Altra motivazione alla base del ritardo cronico, maggiormente bisognosa di cure, è la paura di rimanere soli in attesa degli altri. Paura che deriva da quella di essere abbandonati durante l’infanzia e che crea un forte senso di ansia. Si preferisce essere in ritardo piuttosto che rimanere soli con se stessi.

Il ritardatario cronico non è, ovviamente, quello che arriva ogni tanto con un ritardo ragionevole di pochi minuti ma chi si fa attendere anche delle ore senza un motivo apparente.

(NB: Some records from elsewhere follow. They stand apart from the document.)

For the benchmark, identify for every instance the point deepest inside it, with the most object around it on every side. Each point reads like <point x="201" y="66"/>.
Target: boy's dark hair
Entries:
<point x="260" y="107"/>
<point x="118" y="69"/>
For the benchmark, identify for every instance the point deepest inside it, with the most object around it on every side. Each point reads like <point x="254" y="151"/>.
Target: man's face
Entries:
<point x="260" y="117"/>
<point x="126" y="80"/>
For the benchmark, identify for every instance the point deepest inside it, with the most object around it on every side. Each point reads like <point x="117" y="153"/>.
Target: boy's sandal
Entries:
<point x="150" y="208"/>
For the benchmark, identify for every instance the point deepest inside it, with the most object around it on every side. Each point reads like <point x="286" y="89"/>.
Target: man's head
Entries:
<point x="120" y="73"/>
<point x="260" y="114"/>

Gli esperti, differentemente, hanno approfondito poco l’aspetto di quella che potremmo chiamare la “puntualità cronica”. Ovvero il morboso desiderio di arrivare sempre in anticipo, di essere sempre sul posto prima degli altri. Desiderio che crea ansia nel puntuale tanto quanto è fonte di stress per il ritardatario rimanere da solo in attesa.

Chi vuole essere a tutti i costi il primo, arrivare per primo in un posto, potrebbe celare a livello inconscio forti scompensi affettivi. Dimostrare agli altri di essere il migliore per crescere nella stima altrui, per dimostrare  a se stesso e al mondo circostante di essere una persona affidabile. Anche in questo caso l’ansia e il modello educativo appreso durante l’infanzia sono alla base della soluzione del problema.

In conclusione, potremmo dire che “puntualità cronica” e “ritardo cronico” altro non sono che due facce della stessa medaglia.